Michael and I ate very well when we were there. The included continental breakfasts were anything but a wimpy box of cornflakes, or a lukewarm dollop of canned sausage gravy on a stale biscuit. We stayed at many very pleasant hotels on our journey: in Bucharest, Brasov, Sighisoara, Sibiu. The included breakfast buffets alone were like something out of dream: plates of every succulent homemade pastry you could imagine, hot plates of eggs, sausages, potatoes, cold plates of cured meats, pickles, olives, several artisan cheeses, fresh vegetables and fruits, blintzes, juices, and well-made strong coffee. The dinners were nothing to sneeze at, either. Yes, Romanians know how to eat! But I digress. The best way to describe this fare would be a mix of Serbian, Russian and Greek-style dishes – hearty and well-seasoned.
In planning your Dracula dinner menu, why not stir up some homemade Hungarian "ghoull-lash" with extra garlic toast and cheese on the side? If you're feeling ambitious, grill some steak kababs (get it, steaks/stakes). Have several appetizer platters of the cold snacky fare mentioned above. Finish off with some "Vampire Bite Marshmallows," roasted over a big bonfire in your backyard. To achieve this effect, dip your toasting fork in some dry cherry wine to start. Impale the hapless marshmallow twice, and roast to your liking. When ready to eat, dip the half of the marshmallow below the bite marks in some more of the wine, then sink your own teeth in.

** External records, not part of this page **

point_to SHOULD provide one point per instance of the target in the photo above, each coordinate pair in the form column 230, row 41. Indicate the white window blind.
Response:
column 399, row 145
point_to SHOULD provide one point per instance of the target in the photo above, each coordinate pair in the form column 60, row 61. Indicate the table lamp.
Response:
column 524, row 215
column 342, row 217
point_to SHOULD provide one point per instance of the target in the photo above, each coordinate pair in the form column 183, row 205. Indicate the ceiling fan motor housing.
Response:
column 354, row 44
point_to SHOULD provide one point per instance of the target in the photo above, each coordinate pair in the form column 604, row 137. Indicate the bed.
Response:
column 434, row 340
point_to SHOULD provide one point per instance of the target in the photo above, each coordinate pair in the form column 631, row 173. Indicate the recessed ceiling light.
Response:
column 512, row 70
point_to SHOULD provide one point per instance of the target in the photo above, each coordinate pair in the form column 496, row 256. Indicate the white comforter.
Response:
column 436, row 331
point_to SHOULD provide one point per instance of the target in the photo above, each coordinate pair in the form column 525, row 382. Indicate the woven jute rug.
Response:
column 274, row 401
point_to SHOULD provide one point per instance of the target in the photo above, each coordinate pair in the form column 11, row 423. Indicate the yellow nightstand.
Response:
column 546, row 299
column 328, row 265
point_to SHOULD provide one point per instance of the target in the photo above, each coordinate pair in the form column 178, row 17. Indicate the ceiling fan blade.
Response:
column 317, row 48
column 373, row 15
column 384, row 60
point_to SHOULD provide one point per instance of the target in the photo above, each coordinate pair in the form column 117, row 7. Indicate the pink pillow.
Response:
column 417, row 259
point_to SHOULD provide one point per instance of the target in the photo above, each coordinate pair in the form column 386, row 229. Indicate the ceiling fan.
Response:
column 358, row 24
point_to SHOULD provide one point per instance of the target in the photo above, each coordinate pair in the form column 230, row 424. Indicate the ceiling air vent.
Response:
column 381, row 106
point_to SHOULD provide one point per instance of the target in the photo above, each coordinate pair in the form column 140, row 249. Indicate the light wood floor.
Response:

Besides knowing how to eat, the Transylvanians instilled in me a love for highly potent fermented pure fruit beverages. The ones to get a hold of are pálinka (apricot brandy) and Țuică (double distilled plum brandy). Beware, as these little firebombs will kick you in the butt and keep one partying all night long. For some more mellow stylings, opt for the always popular Vampire wines, available in pinot noir, cabernet sauvignon, and merlot. This is not a night for white wines.
If you do not know any local gypsies in your area to play around the fire, download some atmospheric and authentic gypsy music, such as: "Authentic Gypsies," by Laszlo Borteri & Niko Radic. Gypsy Kings and/or gypsy jazz are probably a bit too upbeat for this affair, but in the end you must go where the spirit moves you. At some point, play the ultimate vampire crowdpleaser, "Bela Lugosi's Dead," by Bauhaus. Invite people to perform gothy interpretive dances.
As far as dress, I'd suggest folks attend as their personal favorite fanged one – there are so many to choose from! Have a steady stream of beloved bloodsucker flicks playing on the telly. Visually, they are always a treat. A word to the wise: this kind of event may inspire spontaneous biting. Consider yourselves warned, children of the night.